Os auditores chegaram à conclusão que o Departamento de Defesa norte-americano não é capaz de explicar como é que gastou 96% do dinheiro recebido, proveniente da exploração do petróleo e do gás natural, de bens iraquianos congelados antes da invasão e de fundos que tinham sobrado do programa «petróleo por comida», do tempo de Saddam.
Há 8.700 milhões de dólares dos 9 mil milhões que o Pentágono recebeu para ajudar a reconstruir o país que ninguém sabe para onde foram, porque não há documentação que os reporte.
E o que diz o Pentágono? Diz que isto não significa que as verbas tenham necessariamente desaparecido. E que pode ter acontecido que os registos tenham sido arquivados, sem que ninguém saiba onde.
Pode, sim.
Mas também pode ter acontecido que o dinheiro dos iraquianos (não porque lhes tenha sido dado, mas porque era deles) tenha ido parar aos bolsos de generais, ou titulares de outras patentes.
Pode e ninguém vai saber, porque seguir-lhe o rasto é muito difícil, como já fez saber o Pentágono.
Os senhores da figura geométrica militar mais conhecida do mundo alegam que as tentativas de justificar o dinheiro poderão exigir grande esforço de pesquisa nos arquivos. E em matéria de pesquisa os serviços militares norte-americanos não se dão a grandes esforços como se viu pelas conclusões erradas dos relatórios que justificaram a invasão ao Iraque.
Para além de argumentos falsos – a existência de armas de destruição massiva – a invasão do Iraque foi feita de forma atabalhoada e sem qualquer preparação.
Os militares, na maioria jovens, desconheciam por completo o país que iam “ajudar”, manifestaram total desrespeito pela cultura do Iraque, dando um “novo ímpeto para as pessoas se engajarem no terrorismo”, como constata a ex-chefe do MI5: “Nós demos a (Osama) bin Laden a sua jihad (guerra santa)”.

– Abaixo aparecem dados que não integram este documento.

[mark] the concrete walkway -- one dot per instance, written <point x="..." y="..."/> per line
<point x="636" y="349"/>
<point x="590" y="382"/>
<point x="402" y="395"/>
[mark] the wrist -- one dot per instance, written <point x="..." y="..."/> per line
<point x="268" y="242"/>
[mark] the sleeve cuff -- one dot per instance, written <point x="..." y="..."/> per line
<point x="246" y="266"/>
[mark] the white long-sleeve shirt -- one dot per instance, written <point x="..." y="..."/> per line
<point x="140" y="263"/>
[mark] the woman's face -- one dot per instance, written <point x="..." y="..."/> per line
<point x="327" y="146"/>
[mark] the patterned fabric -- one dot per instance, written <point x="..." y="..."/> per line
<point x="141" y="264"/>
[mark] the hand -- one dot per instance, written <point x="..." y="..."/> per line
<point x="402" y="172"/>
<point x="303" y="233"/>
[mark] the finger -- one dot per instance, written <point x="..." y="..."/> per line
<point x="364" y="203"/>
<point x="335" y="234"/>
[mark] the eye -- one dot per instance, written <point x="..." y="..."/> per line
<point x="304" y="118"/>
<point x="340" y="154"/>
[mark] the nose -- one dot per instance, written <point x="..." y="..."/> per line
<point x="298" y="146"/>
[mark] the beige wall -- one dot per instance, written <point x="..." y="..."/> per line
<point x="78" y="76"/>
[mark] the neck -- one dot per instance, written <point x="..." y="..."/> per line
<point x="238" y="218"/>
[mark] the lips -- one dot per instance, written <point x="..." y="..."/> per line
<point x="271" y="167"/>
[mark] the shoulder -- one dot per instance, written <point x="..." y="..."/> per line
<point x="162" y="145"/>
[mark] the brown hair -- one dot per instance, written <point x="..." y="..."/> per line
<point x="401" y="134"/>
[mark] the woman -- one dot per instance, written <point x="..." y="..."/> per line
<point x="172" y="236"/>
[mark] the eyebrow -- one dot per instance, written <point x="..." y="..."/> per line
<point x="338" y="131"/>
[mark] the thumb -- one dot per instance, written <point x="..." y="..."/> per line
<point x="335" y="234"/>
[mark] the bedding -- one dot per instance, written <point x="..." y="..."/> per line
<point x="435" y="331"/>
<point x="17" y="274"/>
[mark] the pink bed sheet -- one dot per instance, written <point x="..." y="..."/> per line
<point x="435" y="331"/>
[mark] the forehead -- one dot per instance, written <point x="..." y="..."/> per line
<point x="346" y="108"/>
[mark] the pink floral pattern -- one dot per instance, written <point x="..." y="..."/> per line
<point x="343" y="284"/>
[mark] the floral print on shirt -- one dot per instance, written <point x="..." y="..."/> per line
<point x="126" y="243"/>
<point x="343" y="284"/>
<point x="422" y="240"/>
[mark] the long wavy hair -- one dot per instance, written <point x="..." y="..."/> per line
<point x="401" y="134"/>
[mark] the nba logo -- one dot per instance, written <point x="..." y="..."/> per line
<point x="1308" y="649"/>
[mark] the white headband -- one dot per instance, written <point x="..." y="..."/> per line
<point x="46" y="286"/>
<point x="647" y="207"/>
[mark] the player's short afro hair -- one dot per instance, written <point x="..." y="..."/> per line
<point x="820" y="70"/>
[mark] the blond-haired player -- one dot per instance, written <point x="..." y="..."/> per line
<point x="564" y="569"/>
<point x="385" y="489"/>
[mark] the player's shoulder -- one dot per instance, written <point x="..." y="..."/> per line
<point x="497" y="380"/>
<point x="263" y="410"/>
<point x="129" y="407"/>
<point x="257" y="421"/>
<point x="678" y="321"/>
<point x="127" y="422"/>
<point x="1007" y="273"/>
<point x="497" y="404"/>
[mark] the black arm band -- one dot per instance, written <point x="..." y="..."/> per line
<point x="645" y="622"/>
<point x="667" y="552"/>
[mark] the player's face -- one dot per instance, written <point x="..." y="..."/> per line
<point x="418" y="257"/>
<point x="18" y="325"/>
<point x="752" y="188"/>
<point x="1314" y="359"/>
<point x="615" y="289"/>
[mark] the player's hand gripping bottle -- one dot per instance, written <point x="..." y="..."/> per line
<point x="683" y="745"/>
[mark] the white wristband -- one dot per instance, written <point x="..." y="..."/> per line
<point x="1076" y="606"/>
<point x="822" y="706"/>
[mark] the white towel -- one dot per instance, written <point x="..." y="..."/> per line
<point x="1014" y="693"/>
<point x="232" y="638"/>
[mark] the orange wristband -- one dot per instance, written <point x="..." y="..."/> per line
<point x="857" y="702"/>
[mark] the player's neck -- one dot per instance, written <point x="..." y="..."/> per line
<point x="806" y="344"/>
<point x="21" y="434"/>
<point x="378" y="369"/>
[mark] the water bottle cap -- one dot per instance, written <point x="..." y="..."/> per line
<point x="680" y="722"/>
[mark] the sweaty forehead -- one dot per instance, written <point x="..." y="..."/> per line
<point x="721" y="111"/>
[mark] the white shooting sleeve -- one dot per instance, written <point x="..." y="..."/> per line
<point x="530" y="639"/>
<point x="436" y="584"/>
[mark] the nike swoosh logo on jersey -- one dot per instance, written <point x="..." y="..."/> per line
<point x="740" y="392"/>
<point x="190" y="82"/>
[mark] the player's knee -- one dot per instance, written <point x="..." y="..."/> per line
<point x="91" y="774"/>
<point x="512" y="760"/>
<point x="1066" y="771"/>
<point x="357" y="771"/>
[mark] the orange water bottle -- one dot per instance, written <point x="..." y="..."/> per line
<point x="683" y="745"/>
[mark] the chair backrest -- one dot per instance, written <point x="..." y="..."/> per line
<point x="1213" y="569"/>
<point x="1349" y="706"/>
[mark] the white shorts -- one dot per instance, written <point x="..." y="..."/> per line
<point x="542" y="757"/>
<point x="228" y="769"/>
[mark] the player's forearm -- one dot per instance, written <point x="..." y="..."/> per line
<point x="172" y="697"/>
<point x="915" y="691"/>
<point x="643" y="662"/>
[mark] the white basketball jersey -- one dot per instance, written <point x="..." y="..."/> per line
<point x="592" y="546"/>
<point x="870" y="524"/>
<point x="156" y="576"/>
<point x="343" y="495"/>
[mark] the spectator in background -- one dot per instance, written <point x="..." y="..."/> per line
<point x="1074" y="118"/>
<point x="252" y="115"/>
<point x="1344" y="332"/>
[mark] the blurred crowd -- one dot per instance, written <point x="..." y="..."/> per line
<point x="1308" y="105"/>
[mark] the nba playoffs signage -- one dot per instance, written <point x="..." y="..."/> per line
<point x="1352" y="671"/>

Com a invasão do Iraque, os norte-americanos e os britânicos conseguiram destruir o país, deter Saddam Hussein e executá-lo, controlar os poços de petróleo e deixar o Iraque numa deriva governativa, mais permeável aos interesses dos EUA e de Israel na região.
Mas a guerra fez mais.
Destruiu todo o “edifício cultural pré-existente, que sustentava um estado nacionalista laico independente”, incluindo os vestígios da antiga Mesopotâmia, berço da primeira civilização do mundo (a Suméria), saqueando os seus museus, bibliotecas e todos os arquivos existentes no país a fim de “instaurar um domínio a longo prazo”, como evidencia James Petras, professor de sociologia na Universidade de Binghamton, Nova Iorque, autor de uma vasta obra sobre a América Latina e o Médio Oriente, no artigo «A guerra dos EUA contra o Iraque: A destruição de uma civilização».
Quem não se lembra das imagens de saque dos museus de Bagdad, quando as forças norte-americanas chegaram à capital do Iraque, perante a passividade dos militares?
As imagens da reconstrução não passam. Sabemos agora porquê.